6. Considérant qu'aux termes de l'article L. 88 du code des pensions civiles et militaires de retraite, dans sa version en vigueur à la date des décisions attaquées : " Le cumul par un conjoint survivant de plusieurs pensions obtenues du chef d'agents différents, au titre des régimes de retraites des collectivités énumérées à l'article L. 84, est interdit " ; que l'article L. 84 renvoie à la liste des employeurs mentionnés à l'article L. 86-1 du même code, au nombre desquels figurent les administrations de l'Etat et leurs établissements publics ne présentant pas un caractère industriel ou commercial ; que, par ailleurs, l'article 48 du décret du 5 octobre 2004 relatif au régime des pensions relevant du Fonds spécial des pensions des établissements industriels de l'Etat étend à ces dernières les règles de cumul applicables aux fonctionnaires de l'Etat et à leurs ayants cause relevant du code des pensions civiles et militaires de retraite ; qu'ainsi, les dispositions précitées interdisent le cumul de pensions de réversion relevant du régime des pensions civiles et militaires de l'Etat et du Fonds spécial des pensions des établissements industriels de l'Etat ; qu'il s'ensuit que le ministre de la défense n'a pas commis d'erreur de droit en rejetant la demande de Mme A...tendant à cumuler les deux pensions en cause ;

7. Considérant, en revanche qu'il ne pouvait, sans erreur de droit, refuser de faire droit à sa demande tendant à ce que lui soit accordée, en application des dispositions citées ci-dessus du décret du 5 octobre 2004, une pension de réversion du chef de son second mari décédé, alors même qu'elle renonçait au bénéfice de la pension qu'elle percevait du chef de son premier mari ; qu'ainsi, sans qu'il soit besoin d'examiner les autres moyens de sa demande, Mme A...est fondée à demander, dans cette mesure, l'annulation des décisions attaquées ;

Sur les conclusions à fin d'injonction sous astreinte :

8. Considérant que, dans les circonstances de l'espèce, il y a lieu d'enjoindre au ministre de la défense de procéder, dans un délai de deux mois, à un nouvel examen de la demande de Mme A...tendant à bénéficier de la pension de réversion du chef de son second conjoint ; qu'en revanche, il n'y a pas lieu, dans les circonstances de l'espèce, d'assortir cette injonction d'une astreinte ;

Sur les conclusions tendant à l'application des dispositions de l'article L. 761-1 du code de justice administrative :

9. Considérant qu'il y a lieu, dans les circonstances de l'espèce, de faire application de ces dispositions et de mettre à la charge de l'Etat le versement à Mme A... d'une somme de 2 000 euros au titre des frais exposés par elle et non compris dans les dépens ;

D E C I D E :

--------------

Article 1er : Le jugement du tribunal administratif de Montpellier du 27 avril 2010 est annulé.

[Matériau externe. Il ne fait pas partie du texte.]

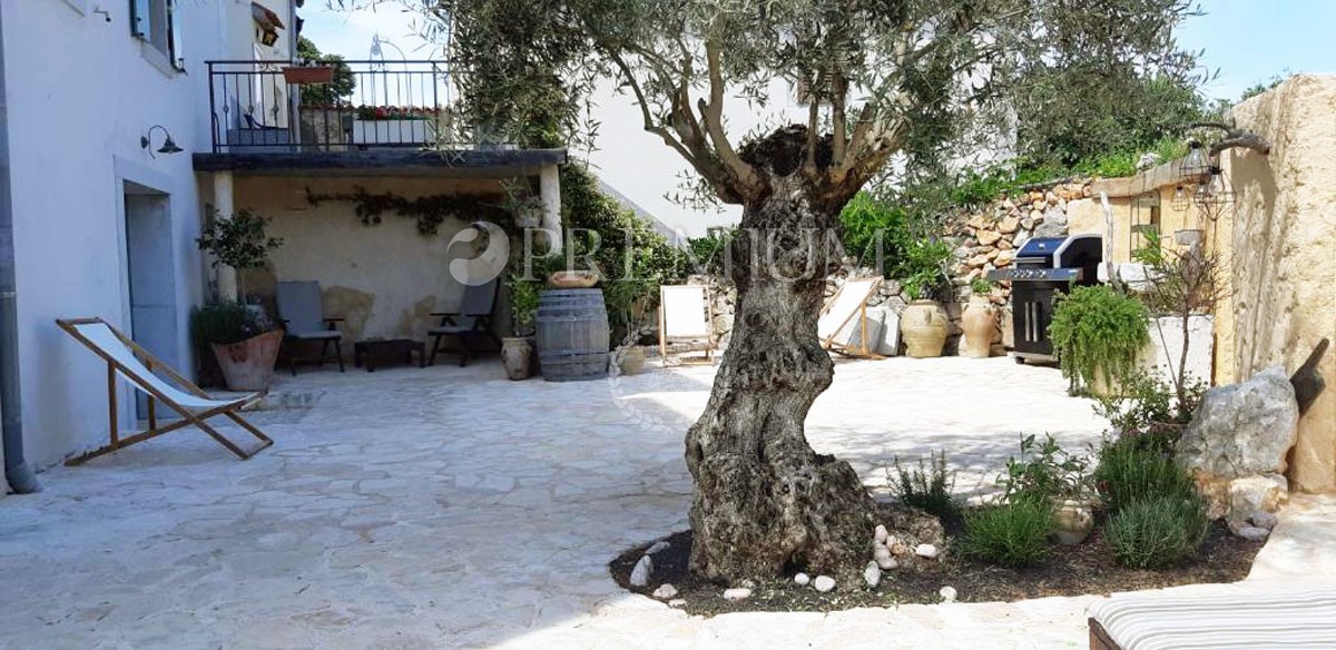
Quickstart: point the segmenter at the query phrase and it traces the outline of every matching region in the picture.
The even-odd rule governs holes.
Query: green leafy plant
[[[533,334],[533,319],[538,315],[538,294],[542,291],[542,284],[512,275],[506,278],[505,286],[510,294],[510,330],[516,336]]]
[[[240,303],[195,307],[190,312],[190,335],[198,347],[240,343],[267,331],[263,316]]]
[[[1194,557],[1209,526],[1200,497],[1162,495],[1120,510],[1104,534],[1121,565],[1161,569]]]
[[[957,547],[965,557],[1021,567],[1049,555],[1053,507],[1042,501],[1019,501],[965,514],[965,533]]]
[[[1097,374],[1112,384],[1132,372],[1150,342],[1146,308],[1104,284],[1074,287],[1058,299],[1049,338],[1073,388],[1092,386]]]
[[[906,468],[900,459],[894,460],[895,475],[887,471],[895,498],[900,503],[937,515],[939,519],[959,519],[961,502],[951,490],[955,489],[955,472],[946,468],[946,451],[919,459],[918,467]]]
[[[1021,456],[1007,459],[998,484],[1007,503],[1085,499],[1093,493],[1089,467],[1086,456],[1069,454],[1051,435],[1039,442],[1030,434],[1021,436]]]
[[[1192,472],[1178,466],[1161,436],[1140,435],[1106,440],[1100,448],[1094,484],[1104,506],[1117,513],[1160,497],[1197,497]]]

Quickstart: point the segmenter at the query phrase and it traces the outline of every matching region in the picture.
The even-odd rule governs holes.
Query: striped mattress
[[[1089,615],[1121,650],[1336,649],[1336,589],[1122,594]]]

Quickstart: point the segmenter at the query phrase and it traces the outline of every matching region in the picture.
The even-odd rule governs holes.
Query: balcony
[[[518,151],[461,137],[445,61],[207,61],[211,149],[198,171],[489,168],[565,163],[564,149]],[[502,168],[502,170],[496,170]],[[490,174],[488,174],[490,175]]]

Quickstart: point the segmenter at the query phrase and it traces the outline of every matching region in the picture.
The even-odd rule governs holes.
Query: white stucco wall
[[[269,4],[287,11],[286,0]],[[110,23],[92,13],[98,7]],[[107,435],[106,367],[53,320],[103,316],[128,328],[126,182],[168,195],[170,223],[154,246],[170,255],[175,278],[164,300],[175,308],[163,311],[170,323],[154,326],[175,344],[155,352],[191,368],[187,318],[202,292],[191,152],[210,147],[203,61],[250,56],[248,43],[231,43],[220,28],[222,20],[250,21],[250,1],[178,3],[184,73],[144,56],[127,3],[5,0],[0,12],[25,448],[43,467]],[[186,151],[150,157],[139,139],[154,124]],[[152,133],[154,148],[162,137]],[[127,399],[123,391],[123,414]]]

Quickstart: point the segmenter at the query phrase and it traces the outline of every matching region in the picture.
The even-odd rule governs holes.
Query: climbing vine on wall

Article 2 : Les décisions des 11 février et 4 avril 2008 sont annulées en tant que le ministre de la défense a refusé à Mme A...le bénéfice d'une pension de réversion du chef de son second conjoint en lieu et place de celle qui lui était versée du chef de son premier conjoint.

Article 3 : Il est enjoint au ministre de la défense de procéder au réexamen de la demande de MmeA....

Article 4 : L'Etat versera à Mme A...une somme de 2 000 euros au titre de l'article L. 761-1 du code de justice administrative.

Article 5 : Le surplus des conclusions de la demande de Mme A...est rejeté.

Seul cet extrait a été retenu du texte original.